The contrast between the sessions at the identity conference and the all-too-typical-fare that is regularly served up by various Southern Baptist leaders and spokesmen is stark. That is true in both spirit and content. Most of the speakers that I heard communicated with a contagious humility. That in no way suggests that they were convictionless. Quite the opposite was the case. All of the speakers addressed their subjects without the kind of arrogance and triumphalism that has become standard for denominational meetings. It was refreshing and very helpful in promoting genuine dialogue about important issues.
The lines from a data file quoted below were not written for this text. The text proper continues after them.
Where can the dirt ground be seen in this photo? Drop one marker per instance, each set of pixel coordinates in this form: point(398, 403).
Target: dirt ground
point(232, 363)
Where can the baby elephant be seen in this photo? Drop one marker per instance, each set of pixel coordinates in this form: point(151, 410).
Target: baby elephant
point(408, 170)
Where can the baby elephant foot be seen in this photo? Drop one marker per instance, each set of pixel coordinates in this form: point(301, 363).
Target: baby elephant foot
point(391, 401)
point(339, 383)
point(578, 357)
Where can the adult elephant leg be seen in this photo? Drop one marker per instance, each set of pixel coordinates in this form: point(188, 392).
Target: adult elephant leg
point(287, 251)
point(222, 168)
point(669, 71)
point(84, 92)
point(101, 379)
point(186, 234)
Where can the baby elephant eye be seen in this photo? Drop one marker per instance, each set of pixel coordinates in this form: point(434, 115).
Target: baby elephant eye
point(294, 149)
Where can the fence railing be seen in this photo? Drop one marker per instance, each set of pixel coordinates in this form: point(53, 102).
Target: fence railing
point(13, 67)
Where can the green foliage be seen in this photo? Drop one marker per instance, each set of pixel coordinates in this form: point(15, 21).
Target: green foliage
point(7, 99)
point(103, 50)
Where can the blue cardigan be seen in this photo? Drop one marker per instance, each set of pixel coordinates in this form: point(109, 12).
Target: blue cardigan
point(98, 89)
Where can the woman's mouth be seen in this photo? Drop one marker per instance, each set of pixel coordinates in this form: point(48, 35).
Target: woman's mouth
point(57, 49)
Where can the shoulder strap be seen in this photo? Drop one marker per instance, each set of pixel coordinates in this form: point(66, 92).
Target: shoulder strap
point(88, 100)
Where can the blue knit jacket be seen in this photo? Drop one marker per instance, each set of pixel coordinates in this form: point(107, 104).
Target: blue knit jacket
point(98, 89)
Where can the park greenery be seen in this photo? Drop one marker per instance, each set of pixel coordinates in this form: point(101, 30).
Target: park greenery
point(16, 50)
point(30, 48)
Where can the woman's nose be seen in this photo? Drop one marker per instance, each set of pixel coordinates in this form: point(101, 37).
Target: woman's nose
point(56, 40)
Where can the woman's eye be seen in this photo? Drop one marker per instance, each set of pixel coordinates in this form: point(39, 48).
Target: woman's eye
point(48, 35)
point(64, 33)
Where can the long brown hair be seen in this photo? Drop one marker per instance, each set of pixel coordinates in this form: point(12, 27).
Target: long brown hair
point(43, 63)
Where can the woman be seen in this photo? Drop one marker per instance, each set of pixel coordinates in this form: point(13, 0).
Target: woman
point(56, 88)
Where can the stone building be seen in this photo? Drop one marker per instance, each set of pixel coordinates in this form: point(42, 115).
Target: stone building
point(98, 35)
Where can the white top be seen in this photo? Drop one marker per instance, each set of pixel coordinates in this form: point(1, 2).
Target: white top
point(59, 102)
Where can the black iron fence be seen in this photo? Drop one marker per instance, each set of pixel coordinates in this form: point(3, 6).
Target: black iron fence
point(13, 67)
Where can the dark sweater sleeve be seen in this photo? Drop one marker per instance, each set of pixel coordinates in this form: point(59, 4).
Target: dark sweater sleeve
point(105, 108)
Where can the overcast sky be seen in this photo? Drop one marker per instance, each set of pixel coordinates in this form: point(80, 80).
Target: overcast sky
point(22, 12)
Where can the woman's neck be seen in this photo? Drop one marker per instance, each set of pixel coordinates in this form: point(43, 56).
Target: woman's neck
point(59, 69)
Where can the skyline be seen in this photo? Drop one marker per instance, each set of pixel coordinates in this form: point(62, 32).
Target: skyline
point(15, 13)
Each talk was also thoughtful. Though no one was called on to exposit Scripture (though Frank Page did draw his points from Philippians 1), each speaker used Scripture to direct and challenge our thinking, even when the main subject at hand was historical (Patterson and Dockery) and biographical (Moore). More than one speaker emphasized the importance of exercising care in not making secondary and tertiary issues primary concerns. And more than one warned against trying to impose personal preferences on others as if they were binding biblical commandments. That is a quite a contrast from the kind of legalism and unfounded castigations that are being championed from certain sectors of denomational life.
Thoughtful humility and humble thoughtfulness. We need huge doses of both injected into the life of the Southern Baptist Convention if it is to retain its viability in this post-denominational world.